Verloc gave her a small, confused frown.
“It’s not hard to get if you know who to ask,” he said with a shrug. “And Dr. Haworth likes it in his tea.” With that, he left her cell.
Alone again, Gemma assessed her situation. All in all, she really wasn’t in too much worse a position than she would have been anyway. She was still trapped in here, but now she didn’t have to maintain a ruse about her occupation. That she was somewhat dangerous to Verloc’s interests meant that she didn’t know how long he would plan to keep her here, but she’d suspected that was true of anyone who volunteered for this study.

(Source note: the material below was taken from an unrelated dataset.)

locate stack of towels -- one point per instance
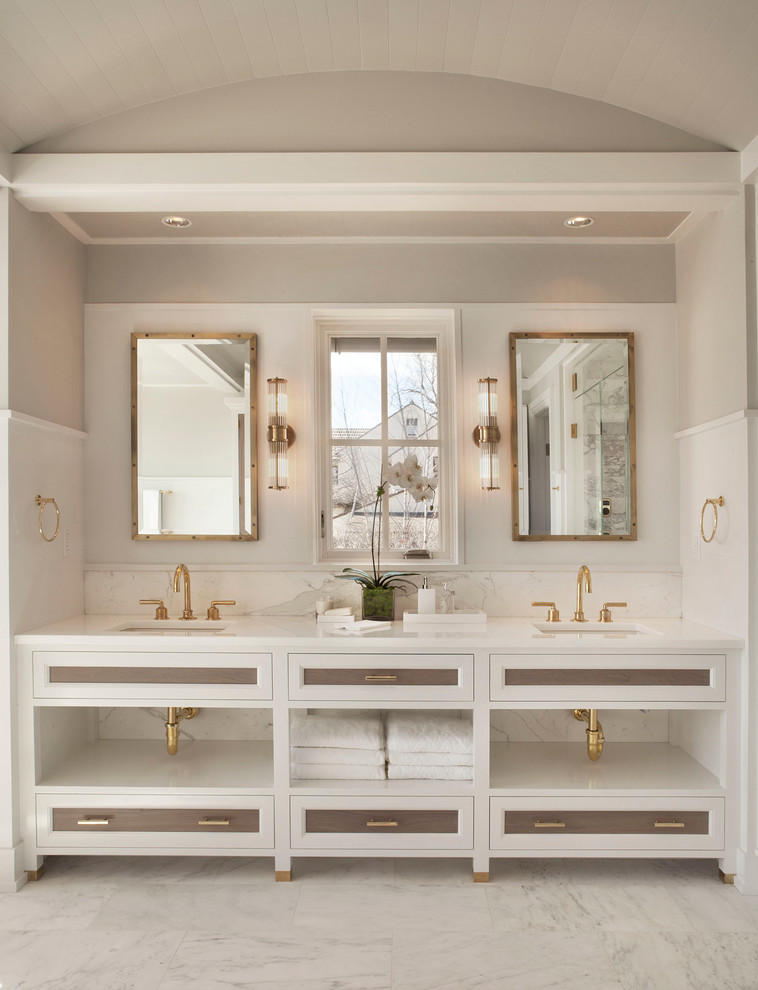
(429, 747)
(337, 747)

Gemma was, despite her now throbbing headache, excited about how this had gone. Much as her Blackberry use presented Verloc with opportunity, she too was now posed with an opportunity she hadn’t anticipated: daily access to Verloc himself. If she used her best interview tactics, she could pry more details out of him to fill in some of the gaps in her investigation boards. She hadn’t even been trying today and she’d already learned a few compelling new… well, she hesitated to call them facts, but possibilities? To say the least, Verloc’s relationships with both Sally and Haworth seemed to be much more interesting than they appeared at face value.
Gemma lay back down, shielded her eyes from the whiteness around her, and thought over how she planned to manipulate Verloc into letting more information slip tomorrow.